I was told in this question: https://chemistry.stackexchange.com/questions/4789/synthesizability-and-energy-minimization-of-a-structure/4791#4791 to

[Count the] "number of accessible functional groups (alkenes, amines, alcohols, esters, etc) which make it easier to prepare, 5) number of inaccessible functional groups (aromatic rings, polycyclic systems, quaternary carbons, complex or long alkyl groups),"

But when I googled accessible functional groups and inaccessible functional groups no pages had a longer list. I found a SMARTS file which lists some common functional groups. Could someone help me determine which are readily synthesizable?

Thank you


What you are asking amounts to the collected knowledge, wisdom, and intuition of the organic chemistry community. Your best bet will be to find an organic chemist, preferably one with a graduate degree, to work with you on this project. Said organic chemist can apply his/her knowledge/wisdom/intuition to each functional group in less time than it would take you to look up the answer. Doing so frees you to work on the algorithm you describe in your other question.

The beginning of the answer to this question takes me two semesters to get through with my introductory organic chemistry students, and that is just for the common functional groups. After covering the basics of organic structure and reactivity, most texts have 15-20 chapters organized by functional group containing the reactions of and syntheses of said functional groups.

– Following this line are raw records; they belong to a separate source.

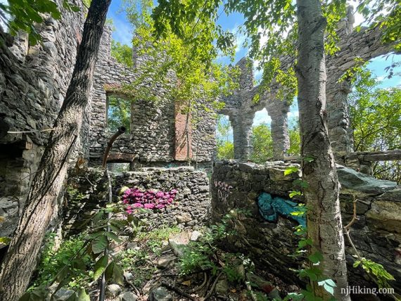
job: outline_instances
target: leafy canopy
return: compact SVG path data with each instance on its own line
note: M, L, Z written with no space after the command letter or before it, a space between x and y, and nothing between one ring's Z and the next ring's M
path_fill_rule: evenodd
M366 69L355 77L350 94L350 114L355 151L378 151L401 148L401 88L380 89L379 82ZM400 182L398 161L375 162L376 177Z

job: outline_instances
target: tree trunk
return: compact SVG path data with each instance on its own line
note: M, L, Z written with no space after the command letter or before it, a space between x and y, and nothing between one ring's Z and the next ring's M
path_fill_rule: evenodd
M320 252L319 268L324 278L336 283L334 298L349 300L340 293L345 288L344 237L338 199L340 185L329 139L326 113L326 65L324 30L326 20L319 0L297 0L298 58L296 66L301 130L303 177L307 182L305 198L307 206L308 236L313 241L311 252ZM307 158L312 158L310 162ZM306 158L306 160L305 160ZM317 283L312 283L317 296L329 295Z
M25 207L3 263L0 300L23 294L64 181L68 158L79 134L88 103L98 46L111 0L92 0L66 97L56 120Z

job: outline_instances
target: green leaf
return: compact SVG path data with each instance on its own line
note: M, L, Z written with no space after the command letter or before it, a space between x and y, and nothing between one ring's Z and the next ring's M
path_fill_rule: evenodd
M355 262L352 264L352 267L357 267L361 264L360 260L356 260Z
M298 242L298 248L305 248L307 245L312 245L313 242L310 238L303 238L300 240L300 241Z
M111 262L105 271L106 281L113 281L115 283L124 285L124 272L121 267L114 261Z
M77 301L91 301L89 295L84 288L78 290Z
M302 196L302 192L296 191L291 191L288 196L290 198L293 198L295 196Z
M323 288L330 294L334 295L334 288L337 286L336 283L331 279L326 279L322 281L318 281L317 284Z
M110 239L115 241L116 243L121 243L122 241L121 240L121 238L116 234L115 234L113 232L106 232L106 235L107 236L107 237L108 237Z
M8 245L11 241L11 239L8 237L0 237L0 243Z
M100 235L92 241L92 251L94 254L103 252L108 245L108 241L106 235Z
M315 252L307 257L307 258L314 264L317 264L323 260L323 255L320 252Z
M284 169L284 176L287 176L294 172L298 172L299 167L296 166L288 166Z
M94 272L94 281L97 280L105 271L108 263L108 257L107 255L103 255L95 264Z

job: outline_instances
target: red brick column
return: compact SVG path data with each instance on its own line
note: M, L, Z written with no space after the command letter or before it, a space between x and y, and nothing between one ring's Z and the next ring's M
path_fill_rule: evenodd
M185 123L186 114L181 113L182 105L175 103L174 108L174 159L177 161L184 161L186 159L186 135L185 132ZM191 129L191 115L189 116L189 158L192 158L192 130Z

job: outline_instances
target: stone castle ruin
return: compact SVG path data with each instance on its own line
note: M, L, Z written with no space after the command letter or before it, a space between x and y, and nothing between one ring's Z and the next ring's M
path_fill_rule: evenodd
M81 1L72 2L82 6ZM60 20L49 18L38 25L43 42L34 46L28 46L26 35L20 34L13 41L6 33L0 32L6 41L0 45L0 216L4 218L0 221L0 236L11 236L17 225L30 184L71 77L81 40L84 15L63 11L62 15ZM399 281L401 188L395 183L379 181L348 167L369 174L370 162L400 160L401 153L352 152L347 103L351 85L347 80L338 82L348 70L358 63L355 57L368 60L391 52L392 45L381 44L380 29L362 29L357 32L352 30L352 18L344 21L338 32L340 50L326 58L329 129L336 161L345 166L339 168L343 218L350 218L349 202L352 195L357 195L359 219L355 226L356 246L362 254L373 255L374 260L388 267ZM122 94L120 88L134 82L138 77L132 69L111 57L110 45L111 31L106 28L89 105L75 158L71 162L72 169L82 169L84 176L79 179L84 181L87 177L83 166L100 166L113 134L108 129L110 98L129 101L129 96ZM134 65L144 59L133 51ZM293 63L292 58L283 60L283 65L288 68ZM291 243L291 226L296 223L282 216L275 222L263 219L256 200L263 192L288 198L293 179L284 177L283 171L290 163L275 162L265 166L244 163L251 150L250 131L255 113L263 108L272 117L274 159L288 159L287 113L290 104L279 99L279 87L274 82L268 92L260 92L258 87L254 87L250 67L252 63L249 64L248 59L241 59L237 65L241 70L239 88L231 96L223 98L226 106L216 113L229 117L234 129L235 159L239 162L214 163L211 184L205 172L191 167L177 167L186 165L186 117L163 89L153 91L161 99L157 106L144 100L130 103L129 131L116 141L108 161L129 163L130 169L135 169L119 176L117 182L121 185L127 181L144 188L177 187L180 207L169 214L165 220L182 228L200 227L212 217L217 220L236 207L249 210L252 216L236 225L241 231L230 245L236 250L248 250L256 257L265 256L265 262L260 264L265 267L292 267L294 262L283 255L291 252L294 245ZM257 94L260 97L256 103L253 99ZM215 127L215 115L204 113L200 122L190 132L190 157L200 167L211 167L213 164ZM215 180L232 186L232 193L227 198L219 198ZM79 181L75 184L79 184ZM211 198L208 185L212 188ZM60 198L61 204L62 196ZM87 200L91 202L90 198ZM89 213L94 207L88 210ZM71 220L87 213L82 211L85 206L73 209L66 210ZM287 241L283 242L286 238ZM272 250L272 246L277 246L278 250ZM265 250L273 252L269 255ZM282 269L278 271L287 276ZM352 273L351 282L364 281L360 273ZM287 278L295 281L291 275ZM400 282L397 283L396 289L400 293Z

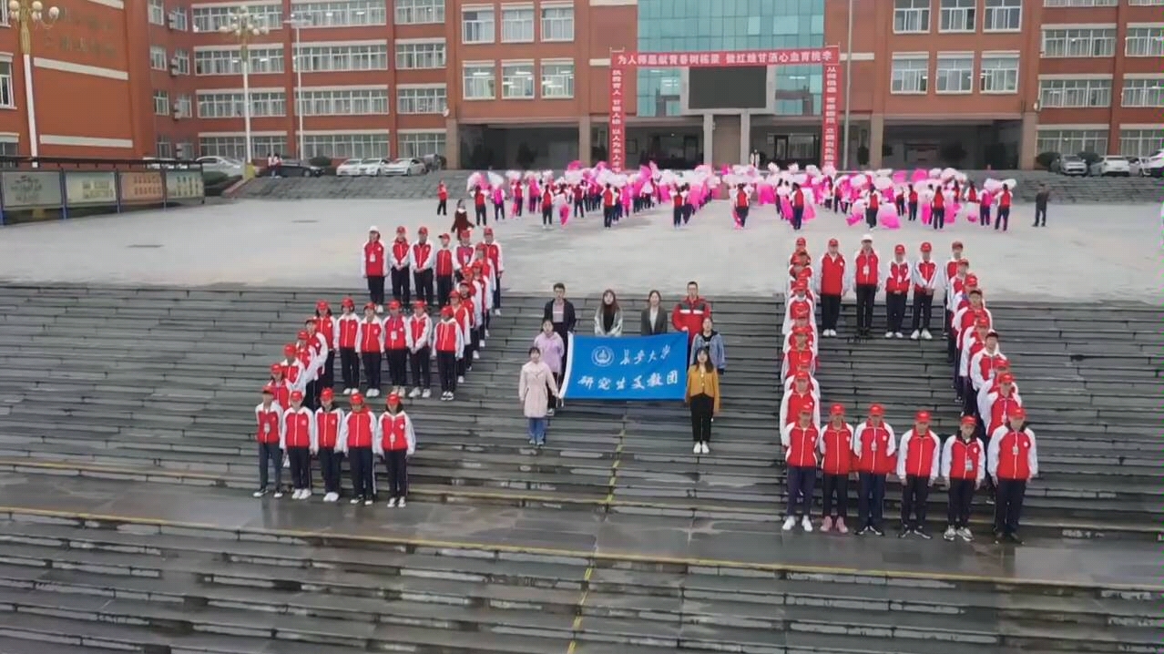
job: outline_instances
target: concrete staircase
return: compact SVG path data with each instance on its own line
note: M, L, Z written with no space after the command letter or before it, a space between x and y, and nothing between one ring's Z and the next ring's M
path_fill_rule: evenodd
M255 485L250 410L267 365L318 298L342 294L0 287L8 362L0 481L13 491L5 504L20 504L16 491L37 484L44 496L108 503L104 513L130 511L112 499L127 492L141 496L130 504L147 496L189 504L173 510L182 526L65 509L0 511L0 651L1164 651L1151 578L1137 580L1142 587L1006 578L994 546L981 546L978 559L977 547L941 541L811 534L781 542L775 301L716 300L729 357L724 413L712 454L695 457L686 412L662 404L568 403L548 447L528 448L516 378L542 299L508 297L457 401L410 404L419 448L406 510L423 523L492 507L490 516L518 517L508 545L374 539L362 529L381 519L425 532L382 506L356 513L317 499L253 500L244 492ZM588 319L594 304L584 304ZM1128 552L1159 538L1164 495L1154 428L1158 313L992 308L1039 438L1044 475L1028 493L1028 538L1048 548L1057 547L1051 538L1086 538L1070 547L1142 559ZM929 408L941 433L951 433L957 407L943 348L825 340L824 403L843 401L853 414L881 401L900 428ZM899 493L888 495L892 518ZM242 526L226 517L260 511ZM944 517L942 493L930 514ZM985 503L977 507L979 533L988 516ZM638 554L546 546L563 519L637 525L641 539L627 536L622 549ZM788 555L808 548L846 568L698 562L659 554L677 546L655 534L711 538L717 560L773 534L772 546ZM854 548L881 564L846 559ZM968 569L996 576L931 571L967 556ZM887 566L904 571L856 571ZM1064 554L1043 566L1038 578L1053 580L1056 566L1066 574L1079 563Z

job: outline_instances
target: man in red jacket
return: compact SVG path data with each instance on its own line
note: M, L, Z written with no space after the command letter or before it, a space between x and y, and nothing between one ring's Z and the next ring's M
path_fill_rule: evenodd
M930 540L925 531L925 509L930 486L942 470L942 441L930 431L930 413L918 411L914 428L901 435L897 446L897 478L901 479L901 531Z
M687 348L691 348L695 335L703 329L703 320L711 318L711 303L700 297L700 285L687 283L687 297L679 300L670 312L670 324L676 332L687 334ZM688 353L690 354L690 353Z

The common functional groups covered in most introductory sequences:

  • alkanes
  • cycloalkanes
  • alkyl halides
  • alkenes
  • conjugated dienes and other unsaturated systems
  • alkynes
  • aromatic ring systems
  • alcohols
  • glycols and other diols
  • phenols
  • ethers
  • epoxides
  • aldehydes
  • ketones
  • carboxylic acids
  • esters
  • anhydrides
  • acyl halides
  • amides
  • amines
  • nitriles
  • thiols
  • sulfides
  • acetals
  • imines
  • enamines
  • heterocycles
  • nitro compounds
  • diazo compounds
  • carbohydrates
  • amino acids
  • nucleic acids

If you want to know about every functional group, you will need an advanced, probably graduate level, synthesis course. However, even I have not heard of some of the designations on your list, like semithiocarbazide.

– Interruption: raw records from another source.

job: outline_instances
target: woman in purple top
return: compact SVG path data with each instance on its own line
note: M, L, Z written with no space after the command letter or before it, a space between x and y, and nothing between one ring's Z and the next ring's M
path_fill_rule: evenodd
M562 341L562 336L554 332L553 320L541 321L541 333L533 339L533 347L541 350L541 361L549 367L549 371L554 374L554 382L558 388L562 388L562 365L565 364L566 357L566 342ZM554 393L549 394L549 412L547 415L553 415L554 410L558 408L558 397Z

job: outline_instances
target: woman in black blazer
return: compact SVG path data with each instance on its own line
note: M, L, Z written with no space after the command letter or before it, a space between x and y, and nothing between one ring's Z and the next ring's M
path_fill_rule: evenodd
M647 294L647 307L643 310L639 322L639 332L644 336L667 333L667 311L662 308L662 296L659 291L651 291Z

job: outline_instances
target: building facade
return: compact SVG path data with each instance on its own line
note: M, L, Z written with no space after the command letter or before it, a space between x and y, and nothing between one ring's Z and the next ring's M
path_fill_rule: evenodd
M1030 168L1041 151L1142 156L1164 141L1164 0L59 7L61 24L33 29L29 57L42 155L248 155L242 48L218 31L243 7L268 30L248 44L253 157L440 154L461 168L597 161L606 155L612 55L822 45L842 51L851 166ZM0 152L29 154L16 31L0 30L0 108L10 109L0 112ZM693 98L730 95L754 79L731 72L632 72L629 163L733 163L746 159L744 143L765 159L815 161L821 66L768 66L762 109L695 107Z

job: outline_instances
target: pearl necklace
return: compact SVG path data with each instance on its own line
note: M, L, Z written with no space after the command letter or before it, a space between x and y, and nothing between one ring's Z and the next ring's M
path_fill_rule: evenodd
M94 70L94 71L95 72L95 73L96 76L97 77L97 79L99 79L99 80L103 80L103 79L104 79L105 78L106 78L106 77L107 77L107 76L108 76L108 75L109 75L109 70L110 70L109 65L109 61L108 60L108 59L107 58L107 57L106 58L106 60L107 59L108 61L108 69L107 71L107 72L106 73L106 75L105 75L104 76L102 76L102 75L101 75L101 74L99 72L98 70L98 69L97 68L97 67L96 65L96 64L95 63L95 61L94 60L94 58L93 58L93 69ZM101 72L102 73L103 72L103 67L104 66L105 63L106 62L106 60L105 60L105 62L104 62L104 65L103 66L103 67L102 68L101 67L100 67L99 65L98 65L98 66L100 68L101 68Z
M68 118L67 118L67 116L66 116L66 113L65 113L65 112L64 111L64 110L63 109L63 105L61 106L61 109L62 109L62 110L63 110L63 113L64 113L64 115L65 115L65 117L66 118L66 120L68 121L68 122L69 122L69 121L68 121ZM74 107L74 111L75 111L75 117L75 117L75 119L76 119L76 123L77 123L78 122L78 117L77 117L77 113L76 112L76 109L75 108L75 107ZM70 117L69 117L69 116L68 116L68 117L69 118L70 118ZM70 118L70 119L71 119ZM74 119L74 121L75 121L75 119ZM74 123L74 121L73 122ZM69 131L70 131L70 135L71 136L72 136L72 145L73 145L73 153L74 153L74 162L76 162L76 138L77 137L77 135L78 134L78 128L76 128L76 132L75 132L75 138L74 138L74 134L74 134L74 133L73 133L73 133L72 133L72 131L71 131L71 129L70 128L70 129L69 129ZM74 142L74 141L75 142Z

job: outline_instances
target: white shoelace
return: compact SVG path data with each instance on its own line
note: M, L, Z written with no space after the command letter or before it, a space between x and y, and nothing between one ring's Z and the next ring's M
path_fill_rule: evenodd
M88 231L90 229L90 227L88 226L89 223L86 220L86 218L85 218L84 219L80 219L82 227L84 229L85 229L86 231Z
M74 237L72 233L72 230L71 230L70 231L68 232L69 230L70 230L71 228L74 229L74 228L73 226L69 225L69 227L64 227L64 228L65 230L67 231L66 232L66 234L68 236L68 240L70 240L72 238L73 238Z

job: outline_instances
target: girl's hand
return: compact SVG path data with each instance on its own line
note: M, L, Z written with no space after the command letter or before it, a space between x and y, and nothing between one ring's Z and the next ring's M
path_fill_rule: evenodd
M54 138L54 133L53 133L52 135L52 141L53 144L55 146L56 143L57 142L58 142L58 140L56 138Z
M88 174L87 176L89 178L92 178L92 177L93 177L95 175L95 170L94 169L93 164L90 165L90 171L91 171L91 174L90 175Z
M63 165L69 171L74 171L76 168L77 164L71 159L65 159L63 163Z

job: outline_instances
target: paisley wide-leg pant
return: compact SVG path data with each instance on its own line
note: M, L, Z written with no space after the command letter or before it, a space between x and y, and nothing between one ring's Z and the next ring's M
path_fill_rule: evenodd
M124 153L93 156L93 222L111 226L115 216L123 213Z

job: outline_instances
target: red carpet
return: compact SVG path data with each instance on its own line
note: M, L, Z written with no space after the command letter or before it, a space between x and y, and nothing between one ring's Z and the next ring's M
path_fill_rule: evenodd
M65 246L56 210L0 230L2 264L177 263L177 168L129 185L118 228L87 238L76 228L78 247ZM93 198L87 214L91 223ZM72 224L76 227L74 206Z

Some good ideas on where to start, if you choose not to consult with an organic chemist.

  1. Check an undergraduate level organic chemistry book out of your local library and get some sense of the subject. In your case, it does not look like you need to know how the reactions work, just that they exist, so you can use the text as a reference source.
  2. Sign up for a free MOOC in organic chemistry. Again, you just want to know that the reactions exist, so you can pick and choose the content from the course.
  3. Acquire a copy of one of the seminal books in organic chemistry, March's Advanced Organic Chemistry. This book is not for the fainthearted but it gives good treatment to the functional groups, including the less common ones.
  4. Find (do not buy - these books are not worth the price tag) a copy of either Comprehensive Organic Transformations: A Guide to Functional Group Preparation by Richard Larock (which is now 14 years old) or the set of Comprehensive Organic Functional Group Transformations, which appears to be many volumes (now 9-10 years old).